What sort of hearing is it where you have no right to hear the evidence against you?

Sounds like something out of Kafka, or Stalinist Russia. Not America.

And I don't buy into the validity of the argument that "we're better than the terrorists because we waterboard rather than kill." That's no excuse to abandon our ideals. America is about the rule of law.

Detention without recourse to a valid tribunal and coercing suspect information through torture are not what America's about, and will not make us any safer.

That's the kicker. For all of this political grandstanding and fearmongering, shoving this questionable bill through isn't going to make us any safer, just like allowing the detainees their day in court and eschewing torture won't make us any less safe.

All we're doing is giving our detractors ammo, while simultaneously undermining our own ideals.


And you propose to make us safer how? Were we safer when they were just blowing up the basement of the WTC, Embassies overseas and our sailors.

These are dangerous times and not of our making. I am tired of saying it is all our fault. The world is a complicated place and the old answers of appeasement will not work. This foe will not be appeased.


"And you propose to make us safer how?"

That's your response? You'd rather give up our values and take a path that's not making us any safer, than retain our values and keep fighting for our safety?

Have you given up on America so easily? I haven't. I'm ready to fight for what makes us great -- and torturing people and holding them indefinitely without recourse to a fair trial, well, that's Stalinist Russia, that's Nazi Germany, that's the extremist enemy we're fighting, not the values we espouse.

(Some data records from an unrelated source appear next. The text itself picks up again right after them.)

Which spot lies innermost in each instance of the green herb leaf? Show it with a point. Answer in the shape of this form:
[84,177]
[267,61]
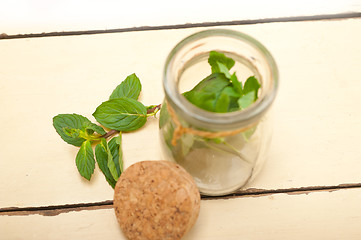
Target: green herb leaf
[205,94]
[223,69]
[122,114]
[252,85]
[246,100]
[103,157]
[237,85]
[69,126]
[130,88]
[115,146]
[216,57]
[85,160]
[222,103]
[92,127]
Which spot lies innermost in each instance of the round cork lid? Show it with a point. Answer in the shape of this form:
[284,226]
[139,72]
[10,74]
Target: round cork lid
[156,200]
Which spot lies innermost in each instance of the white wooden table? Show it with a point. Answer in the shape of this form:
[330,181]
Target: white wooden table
[310,187]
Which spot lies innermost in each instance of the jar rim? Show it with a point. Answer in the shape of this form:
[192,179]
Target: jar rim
[234,119]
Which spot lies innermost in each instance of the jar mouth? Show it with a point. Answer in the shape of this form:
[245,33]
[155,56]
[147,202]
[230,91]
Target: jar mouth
[174,67]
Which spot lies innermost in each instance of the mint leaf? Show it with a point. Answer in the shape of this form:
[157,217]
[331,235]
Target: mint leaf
[205,94]
[68,126]
[85,160]
[122,114]
[223,69]
[252,85]
[246,100]
[115,147]
[216,57]
[72,132]
[103,157]
[222,103]
[237,85]
[130,88]
[92,127]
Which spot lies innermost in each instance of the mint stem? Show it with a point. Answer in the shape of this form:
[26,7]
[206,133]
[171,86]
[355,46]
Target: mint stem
[110,133]
[151,110]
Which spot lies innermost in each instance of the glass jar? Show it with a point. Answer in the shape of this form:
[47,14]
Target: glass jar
[222,151]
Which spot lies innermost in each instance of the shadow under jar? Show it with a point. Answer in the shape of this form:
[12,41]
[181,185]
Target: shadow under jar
[222,151]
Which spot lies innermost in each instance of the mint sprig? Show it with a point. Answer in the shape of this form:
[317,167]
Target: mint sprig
[121,113]
[221,91]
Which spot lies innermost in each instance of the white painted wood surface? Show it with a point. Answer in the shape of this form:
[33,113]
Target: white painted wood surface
[317,124]
[37,16]
[319,215]
[317,121]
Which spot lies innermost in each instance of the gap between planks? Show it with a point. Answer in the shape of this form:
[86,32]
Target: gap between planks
[346,15]
[54,210]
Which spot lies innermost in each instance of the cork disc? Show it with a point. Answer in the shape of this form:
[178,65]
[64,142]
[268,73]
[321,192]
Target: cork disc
[156,200]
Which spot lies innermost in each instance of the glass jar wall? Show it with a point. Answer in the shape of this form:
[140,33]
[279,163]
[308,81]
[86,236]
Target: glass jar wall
[222,151]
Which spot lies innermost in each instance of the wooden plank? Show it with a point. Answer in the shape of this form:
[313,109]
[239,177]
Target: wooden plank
[315,215]
[39,16]
[317,121]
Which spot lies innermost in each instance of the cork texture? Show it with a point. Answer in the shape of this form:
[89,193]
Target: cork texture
[156,200]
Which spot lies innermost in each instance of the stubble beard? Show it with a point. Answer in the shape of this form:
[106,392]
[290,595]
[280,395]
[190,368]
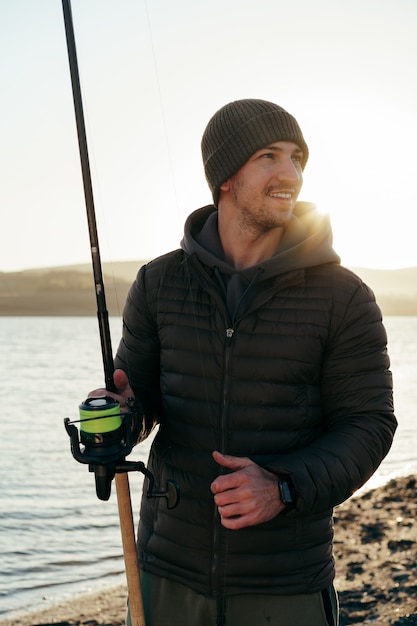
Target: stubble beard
[256,219]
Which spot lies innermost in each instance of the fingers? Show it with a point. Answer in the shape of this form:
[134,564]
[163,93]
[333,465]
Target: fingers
[124,390]
[247,495]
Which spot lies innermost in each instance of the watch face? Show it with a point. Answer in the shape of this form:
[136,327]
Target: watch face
[286,495]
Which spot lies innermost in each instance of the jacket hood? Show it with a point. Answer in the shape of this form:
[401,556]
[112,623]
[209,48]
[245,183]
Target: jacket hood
[307,242]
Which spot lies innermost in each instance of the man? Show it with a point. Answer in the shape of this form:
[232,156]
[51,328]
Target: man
[264,363]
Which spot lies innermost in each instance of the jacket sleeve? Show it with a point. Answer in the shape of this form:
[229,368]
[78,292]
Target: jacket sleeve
[138,354]
[359,421]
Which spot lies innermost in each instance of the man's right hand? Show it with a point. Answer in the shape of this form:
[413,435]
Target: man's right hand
[124,390]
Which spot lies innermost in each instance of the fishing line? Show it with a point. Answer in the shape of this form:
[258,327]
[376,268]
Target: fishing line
[164,122]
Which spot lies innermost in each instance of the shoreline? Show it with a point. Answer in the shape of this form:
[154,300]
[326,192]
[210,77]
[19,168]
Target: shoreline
[375,549]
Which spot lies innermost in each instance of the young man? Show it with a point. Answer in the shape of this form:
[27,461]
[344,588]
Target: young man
[264,363]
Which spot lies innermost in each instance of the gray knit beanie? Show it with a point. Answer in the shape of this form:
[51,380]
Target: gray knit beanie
[237,131]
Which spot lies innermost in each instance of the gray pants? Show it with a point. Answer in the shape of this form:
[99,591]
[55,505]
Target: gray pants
[167,603]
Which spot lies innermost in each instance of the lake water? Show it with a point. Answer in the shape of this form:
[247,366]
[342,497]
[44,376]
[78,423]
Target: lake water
[56,538]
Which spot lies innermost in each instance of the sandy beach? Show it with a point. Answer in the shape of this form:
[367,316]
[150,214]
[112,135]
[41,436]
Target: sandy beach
[376,558]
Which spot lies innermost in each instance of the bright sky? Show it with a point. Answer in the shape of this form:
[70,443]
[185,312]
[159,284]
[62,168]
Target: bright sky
[154,71]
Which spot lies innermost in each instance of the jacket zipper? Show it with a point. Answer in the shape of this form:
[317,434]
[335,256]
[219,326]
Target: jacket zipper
[223,449]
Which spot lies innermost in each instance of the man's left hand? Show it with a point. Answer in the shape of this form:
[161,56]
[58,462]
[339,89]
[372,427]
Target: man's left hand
[247,495]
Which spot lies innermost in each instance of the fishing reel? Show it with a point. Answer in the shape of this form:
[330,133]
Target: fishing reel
[106,437]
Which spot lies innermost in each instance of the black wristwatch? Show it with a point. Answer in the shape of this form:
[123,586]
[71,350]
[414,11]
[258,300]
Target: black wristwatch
[287,493]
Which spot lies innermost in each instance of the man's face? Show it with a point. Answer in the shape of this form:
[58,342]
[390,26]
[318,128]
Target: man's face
[265,189]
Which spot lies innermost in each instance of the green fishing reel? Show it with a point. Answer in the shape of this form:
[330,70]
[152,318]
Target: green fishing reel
[105,438]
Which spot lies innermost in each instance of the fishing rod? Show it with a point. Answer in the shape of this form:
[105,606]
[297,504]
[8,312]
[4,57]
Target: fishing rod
[106,434]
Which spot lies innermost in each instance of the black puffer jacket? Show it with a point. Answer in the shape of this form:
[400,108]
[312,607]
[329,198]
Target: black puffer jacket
[285,363]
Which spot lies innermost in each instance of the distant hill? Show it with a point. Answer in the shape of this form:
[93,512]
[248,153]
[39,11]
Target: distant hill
[69,290]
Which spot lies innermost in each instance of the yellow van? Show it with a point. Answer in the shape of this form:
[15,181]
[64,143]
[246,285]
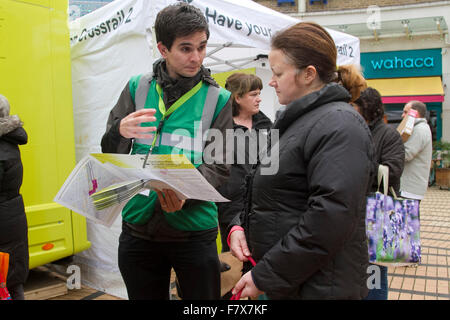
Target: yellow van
[35,76]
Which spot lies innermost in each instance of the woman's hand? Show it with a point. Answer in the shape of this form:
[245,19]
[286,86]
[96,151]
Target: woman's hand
[249,288]
[238,245]
[130,126]
[169,200]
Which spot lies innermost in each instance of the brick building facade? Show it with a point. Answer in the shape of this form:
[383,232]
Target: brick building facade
[334,5]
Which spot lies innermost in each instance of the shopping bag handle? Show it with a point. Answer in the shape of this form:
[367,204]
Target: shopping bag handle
[383,175]
[237,296]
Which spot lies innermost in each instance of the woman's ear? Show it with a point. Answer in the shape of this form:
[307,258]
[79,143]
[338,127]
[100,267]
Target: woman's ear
[162,49]
[237,98]
[309,74]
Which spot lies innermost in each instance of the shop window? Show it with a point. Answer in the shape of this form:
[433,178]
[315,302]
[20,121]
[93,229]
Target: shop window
[394,117]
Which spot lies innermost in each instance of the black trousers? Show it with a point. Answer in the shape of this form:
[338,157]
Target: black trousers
[145,267]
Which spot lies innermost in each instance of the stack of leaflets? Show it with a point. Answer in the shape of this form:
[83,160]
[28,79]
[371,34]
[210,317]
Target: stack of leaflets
[117,193]
[101,184]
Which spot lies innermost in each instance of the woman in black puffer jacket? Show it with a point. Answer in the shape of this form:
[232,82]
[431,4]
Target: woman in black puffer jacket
[248,124]
[305,223]
[13,222]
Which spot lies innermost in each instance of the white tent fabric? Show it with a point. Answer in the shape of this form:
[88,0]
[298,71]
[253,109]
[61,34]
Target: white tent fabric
[115,42]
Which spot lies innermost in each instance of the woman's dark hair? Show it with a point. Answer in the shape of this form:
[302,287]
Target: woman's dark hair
[179,20]
[309,44]
[239,84]
[370,105]
[420,107]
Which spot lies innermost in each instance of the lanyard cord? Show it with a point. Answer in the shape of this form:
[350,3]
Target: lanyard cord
[165,113]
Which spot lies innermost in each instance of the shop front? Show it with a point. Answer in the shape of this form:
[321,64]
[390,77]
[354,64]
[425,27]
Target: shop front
[402,76]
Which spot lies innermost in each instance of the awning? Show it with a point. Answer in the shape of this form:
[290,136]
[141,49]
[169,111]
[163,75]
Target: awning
[402,90]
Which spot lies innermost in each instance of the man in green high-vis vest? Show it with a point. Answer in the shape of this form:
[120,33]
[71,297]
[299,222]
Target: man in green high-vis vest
[171,110]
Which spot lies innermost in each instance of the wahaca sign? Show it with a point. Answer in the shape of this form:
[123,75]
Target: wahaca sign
[399,64]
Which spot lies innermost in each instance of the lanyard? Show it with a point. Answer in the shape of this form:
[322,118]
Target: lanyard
[165,113]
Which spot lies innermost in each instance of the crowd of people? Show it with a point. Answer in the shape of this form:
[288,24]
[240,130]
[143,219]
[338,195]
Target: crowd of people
[304,225]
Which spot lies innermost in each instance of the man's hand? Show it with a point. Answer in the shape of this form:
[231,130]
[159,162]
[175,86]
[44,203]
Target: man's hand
[238,245]
[169,200]
[249,288]
[130,125]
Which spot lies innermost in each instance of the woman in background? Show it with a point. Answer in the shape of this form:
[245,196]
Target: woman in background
[248,120]
[389,151]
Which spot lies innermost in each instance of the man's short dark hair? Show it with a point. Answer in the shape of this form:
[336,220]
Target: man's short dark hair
[420,107]
[179,20]
[370,105]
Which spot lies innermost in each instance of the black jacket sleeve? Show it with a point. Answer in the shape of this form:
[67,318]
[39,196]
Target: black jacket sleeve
[112,141]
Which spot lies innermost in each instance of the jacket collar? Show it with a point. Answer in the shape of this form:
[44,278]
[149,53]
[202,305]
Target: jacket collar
[331,92]
[9,124]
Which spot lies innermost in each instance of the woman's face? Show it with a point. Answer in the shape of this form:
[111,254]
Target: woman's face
[285,79]
[249,102]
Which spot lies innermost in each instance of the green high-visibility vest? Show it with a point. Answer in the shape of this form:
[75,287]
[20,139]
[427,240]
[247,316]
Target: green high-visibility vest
[184,132]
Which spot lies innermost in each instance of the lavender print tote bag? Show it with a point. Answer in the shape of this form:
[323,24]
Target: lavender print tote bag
[392,227]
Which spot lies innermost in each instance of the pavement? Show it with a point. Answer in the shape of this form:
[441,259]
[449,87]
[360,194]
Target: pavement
[431,279]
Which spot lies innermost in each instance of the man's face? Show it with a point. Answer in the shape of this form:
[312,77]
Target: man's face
[406,110]
[186,55]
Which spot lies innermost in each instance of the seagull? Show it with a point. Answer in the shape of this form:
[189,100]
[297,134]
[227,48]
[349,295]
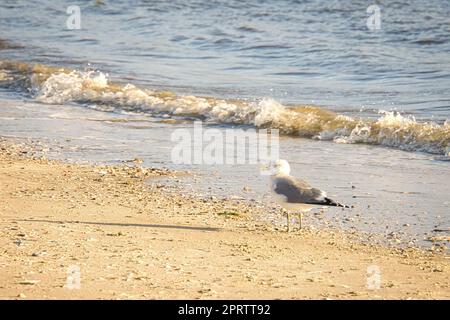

Let's fight this battle on America's terms, not the extremist enemy's. Don't let Osama win.

Article 1, Section 9 of the Constitution:

The privilege of the writ of habeas corpus shall not be suspended, unless when in cases of rebellion or invasion the public safety may require it.


Will Bush issue a signing statement that extends this heinous bill to the civilian population of the U.S.?

Impeach Bush

Article 1, Section 9 of the Constitution:

The privilege of the writ of habeas corpus shall not be suspended, unless when in cases of rebellion or invasion the public safety may require it.

Pretty sure them attacking us on US soil satisfies the invasion part.

Ed Friedemann

We all understand how freedom works and how the Bill of Rights protect us from government. All of us except the president..Mr. Bush, who doesn't want to understand it.

Bush is still playing with his toy soldiers, but our slodiers are not toys, they're real and when they die, they stay dead.

The no-win Vietnam happened and now the no-win Iraq.

Bush wants to hide the bodies and the experts analyst's reports and void the constitution. He doesn't know when to stop.

There came a time in Vietnam when we stopped and left. Do we need 58,000 dead?


Shrugging: Benjamin Franklin said it best:
"They who would give up an essential liberty for temporary security, deserve neither liberty or security."

We defeated both Nazi Germany and Imperial Japan, simultaneously, without having to resort to torture or suspension of our precious Constitution. We defeated Soviet Communism in the Cold War, again without having to debase the ideals that make America unique in the world.

Now comes George W. Bush, insisting that we have to use torture and suspend the rule of law because of the threat posed by a handful of religious fanatics who live in caves and arm themselves with boxcutters? Are you kidding me?

Open your eyes and stop being stupid. The most fundamental rights and standards that set this nation apart, that have endured for centuries after being created by the genius of men such as Franklin, Thomas Jefferson and the other founders, are being dissolved by this administration and a compliant congress. This is a travesty.


I guess I am done, being blind and stupid. Thank you for putting me in me place. Although I am fairly certain I am not the only one here with sometime clouding my sight.

Ed Friedemann

The People haven't been paying attention. The Constitution can not exist in a vacuum. So the vacuum created by inattentiveness is being filled by some unsavory characters.

Hence, the manipulators arrive to rearrange a few things.

Colin Powell put it best: "America is losing its moral authority."